Editorial
Con el fin de la presidencia de George Walker Bush se cierra una de las épocas más regresivas, cruentas y corruptas en la historia del poder político de Estados Unidos, y un periodo en el que el mundo retrocedió a estadios de barbarie que, en los albores de este siglo, se creían superados.
Quien a partir de mañana será un ex presidente más llegó por primera vez a la Casa Blanca en medio de sospechas de fraude electoral, impulsado por el acoso mediático que sufrió el gobierno de su antecesor, y con un programa anodino, conservador a secas y neoliberal por inercia. Nueve meses más tarde, los atentados del 11 de septiembre de 2001 dieron dirección y proyecto a la administración de Bush: con el pretexto de combatir el terrorismo, un sector de la oligarquía del país vecino, conformado como un tejido político-empresarial cercano al presidente, emprendió un intento por restituir, en un mundo que empezaba a explorar el multilateralismo, la hegemonía de Estados Unidos.
En ese afán, el poder público estadunidense arrasó dos países, ignoró la legalidad internacional que con tantas dificultades se había venido construyendo, llevó a cabo un severo ataque legislativo, institucional y policial contra los derechos humanos y las libertades individuales en territorio estadunidense e implantó, en escala planetaria, un tramado de criminalidad, de terror y de inmoralidad: a las guerras “contra el terrorismo”, que resultaron ser, de manera primordial, fábricas de contratos para las corporaciones cercanas a la Casa Blanca, se agregó una red de secuestros, asesinatos, torturas y cárceles clandestinas que se extendió por vastas regiones de Medio Oriente, Asia y Europa, con la complicidad y la sumisión de buena parte de los gobiernos que se llaman a sí mismos civilizados.
En 2004, y a pesar de los catastróficos resultados de las guerras contra Afganistán e Irak, y pese al cúmulo de mentiras fabricadas por el Departamento de Estado, el Pentágono y la propia Casa Blanca para emprenderlas, la institucionalidad y buena parte del electorado del país vecino facilitaron las condiciones para la relección del empresario texano, en un episodio que quedó manchado, de nueva cuenta, por los indicios de una adulteración de la voluntad ciudadana.

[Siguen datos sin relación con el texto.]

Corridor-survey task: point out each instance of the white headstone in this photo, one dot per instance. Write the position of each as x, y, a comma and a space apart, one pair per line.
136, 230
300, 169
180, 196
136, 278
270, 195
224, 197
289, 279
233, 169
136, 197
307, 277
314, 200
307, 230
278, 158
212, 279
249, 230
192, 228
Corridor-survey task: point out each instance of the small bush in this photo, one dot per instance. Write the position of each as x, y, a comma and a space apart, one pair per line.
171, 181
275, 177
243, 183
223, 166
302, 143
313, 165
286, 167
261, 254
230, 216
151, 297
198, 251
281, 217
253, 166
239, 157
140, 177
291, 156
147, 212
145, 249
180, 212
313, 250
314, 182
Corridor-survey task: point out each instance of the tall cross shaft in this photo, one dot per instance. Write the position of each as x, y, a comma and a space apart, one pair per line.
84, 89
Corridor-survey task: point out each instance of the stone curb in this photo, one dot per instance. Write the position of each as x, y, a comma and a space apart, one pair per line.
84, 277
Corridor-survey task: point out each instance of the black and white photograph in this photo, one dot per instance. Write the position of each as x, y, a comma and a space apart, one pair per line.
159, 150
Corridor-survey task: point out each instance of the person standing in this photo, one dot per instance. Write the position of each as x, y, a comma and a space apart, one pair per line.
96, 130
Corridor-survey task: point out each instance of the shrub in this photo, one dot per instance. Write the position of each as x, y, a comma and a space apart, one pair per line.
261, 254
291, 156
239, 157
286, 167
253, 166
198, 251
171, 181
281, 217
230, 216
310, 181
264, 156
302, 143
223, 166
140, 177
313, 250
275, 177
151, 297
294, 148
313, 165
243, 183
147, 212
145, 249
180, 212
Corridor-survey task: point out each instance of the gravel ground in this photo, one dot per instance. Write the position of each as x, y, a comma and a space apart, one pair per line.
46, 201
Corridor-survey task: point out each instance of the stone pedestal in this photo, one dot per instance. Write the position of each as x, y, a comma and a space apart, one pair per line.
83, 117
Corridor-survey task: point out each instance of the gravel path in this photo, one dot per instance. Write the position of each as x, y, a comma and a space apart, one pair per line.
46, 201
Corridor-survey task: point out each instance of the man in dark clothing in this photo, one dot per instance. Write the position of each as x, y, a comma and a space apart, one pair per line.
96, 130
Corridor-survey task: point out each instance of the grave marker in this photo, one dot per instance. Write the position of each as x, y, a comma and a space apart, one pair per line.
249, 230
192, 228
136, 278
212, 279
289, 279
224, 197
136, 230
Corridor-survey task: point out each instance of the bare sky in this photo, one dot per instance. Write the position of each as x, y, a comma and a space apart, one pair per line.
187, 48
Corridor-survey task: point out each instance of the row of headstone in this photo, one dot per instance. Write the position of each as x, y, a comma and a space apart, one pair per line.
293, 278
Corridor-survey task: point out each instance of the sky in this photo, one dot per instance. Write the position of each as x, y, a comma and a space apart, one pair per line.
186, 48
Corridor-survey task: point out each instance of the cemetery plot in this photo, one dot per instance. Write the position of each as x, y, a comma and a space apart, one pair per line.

Además de los miles de muertos, la infame destrucción nacional de dos países, el retroceso mundial en la vigencia de los derechos humanos y la paranoia policial como norma en políticas de seguridad, los ocho años de Bush al frente de la Casa Blanca dejan un saldo de tragedia en el ámbito económico. En efecto, el gobierno republicano que se inició en 2001 recibió una administración superavitaria, y ocho años después la entrega con un déficit fiscal sin precedente. Deja tras de sí, además, una crisis mundial –de raíces múltiples, es cierto, pero con un claro detonador principal en la desenfrenada especulación inmobiliaria alentada por las políticas bushianas– que algunos comparan con la depresión de 1929, la peor en la historia del capitalismo; hereda un país en el que se ha exponenciado la concentración de la riqueza, se ha disparado la pobreza y se ha abandonado la responsabilidad del Estado como promotor de bienestar.
No debe dejarse de lado la ofensiva moral desatada por los sectores del integrismo cristiano a los que pertenece el propio Bush contra los derechos reproductivos, contra la investigación científica y contra la educación. Hoy, Estados Unidos es un país más opresivo, más ignorante y más supersticioso, al grado de que el embuste del “diseño inteligente” se enseña hoy en miles de escuelas del país vecino como alternativa a la teoría de la evolución.
Y mientras se pretendía acotar a una sociedad proverbialmente plural y diversa con una deplorable estrechez moral, la inmoralidad cundía en la administración pública: en estos ocho años han quedado al descubierto numerosos escándalos por desfalcos y fraudes vinculados con oficinas gubernamentales y por miles de millones de dólares que desaparecieron del erario sin que nadie sepa cómo. El caso más claro es el de la guerra contra Irak, en la que el gobierno pagó por obras no realizadas, reclutó empresas que evidentemente carecían de capacidades para cumplir el trabajo pedido y manejó con discrecionalidad y favoritismo la asignación de contratos. El correlato de esta descomposición fue la frivolidad y el nulo interés de la Casa Blanca ante las necesidades de los más pobres, actitudes que se manifestaron en toda su crudeza durante la tragedia sufrida por la ciudad de Nueva Orleáns en agosto de 2005, en la que murieron centenares o miles de personas.
La pesadilla llamada Bush ha llegado a su término y, aunque tomará mucho tiempo enmendar su herencia criminal y desastrosa, su salida de la Casa Blanca es un motivo de alivio y esperanza para Estados Unidos y para el resto del mundo.